By now most of you are well aware the bitter-cold temps that defined the 2014 whitetail rut (in much of the upper Midwest and many other locales) are largely a memory. The situation has been much different this fall, with overnight temps hovering as much as 30 to 50 degrees warmer. Unfortunately, but unsurprisingly, the deer seem to be reacting accordingly.
This blog is again coming to you straight from hunting camp, this time from Rader Lodge located in north-central Kansas. Despite overnight lows over the past week dipping to no less than about 34 degrees—and even hanging in the 40s and 50s—our camp has posted some impressive success. A total of six deer have been arrowed in the past few days, most of them coming from setups with a glaring similarity: Bucks have been relating heavily to waterways, especially creeks and rivers, no doubt due to the fact that the local does are also hanging close to the life-giving, thirst-quenching liquid.
Easily the best “feel good” story of the week so far comes courtesy of longtime hunter Rudy Sylvaggio. Sylvaggio, 76 years young, has been traveling from Las Vegas to Kansas for the past three years to hunt with Jeff Rader in an attempt to realize one of his life goals: Arrow a representative, bruiser Kansas buck. Sylvaggio (above) did just that Monday evening, after using some of his 50 years of hard-earned hunting savvy to help get the job done.
Sylvaggio climbed into his river-bottom evening stand relatively early, but noticed the tricky winds were swirling and switching, forcing him to rethink his strategy.
“Soon after I got in there the wind switched and was blowing right into the woods, so I knew I had to get out of there,” Sylvaggio said. Once on the ground, Sylvaggio snuck over to the base of a large cottonwood perched atop the steep bank of the river, flowing some 30 feet below him.

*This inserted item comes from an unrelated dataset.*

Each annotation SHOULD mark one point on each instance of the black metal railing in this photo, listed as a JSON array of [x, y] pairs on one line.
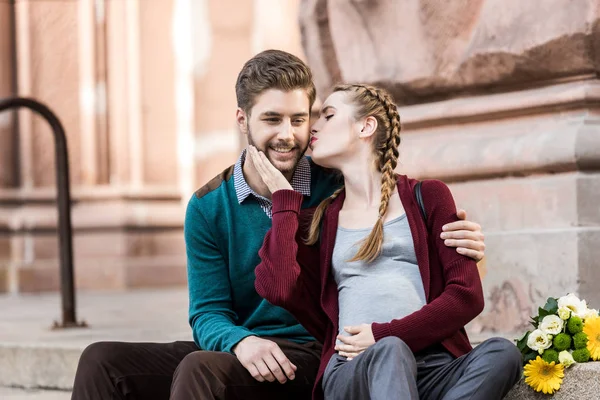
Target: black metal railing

Beneath the tree’s canopy were three large, fresh scrapes.
Soon, however, Sylvaggio was second-guessing his makeshift ground blind, and got up to look around for another vantage point. Finding nothing better, and with prime time approaching, he returned to the tree’s base. Just then he glimpsed an obviously mature buck enter a large winter wheat field in the distance—more than 250 yards away.
“I knew he was big because I could see his antlers clearly, right from the start,” Sylvaggio said. With nothing to lose, the cagey hunter reached for his grunt call and hit a few loud notes. No reaction. Desperate now, Sylvaggio tried a can-style bleat call. Hearing the quivering whine, the lone buck instantly snapped his head up and stared. Another bleat, and the buck came charging.
“He heard that bleat and started coming straight for me on the run,” Sylvaggio said. In no time, the buck was crossing the river below him—a 37-yard shot that Sylvaggio had ranged previously. The hunter steadied his crossbow and squeezed the trigger.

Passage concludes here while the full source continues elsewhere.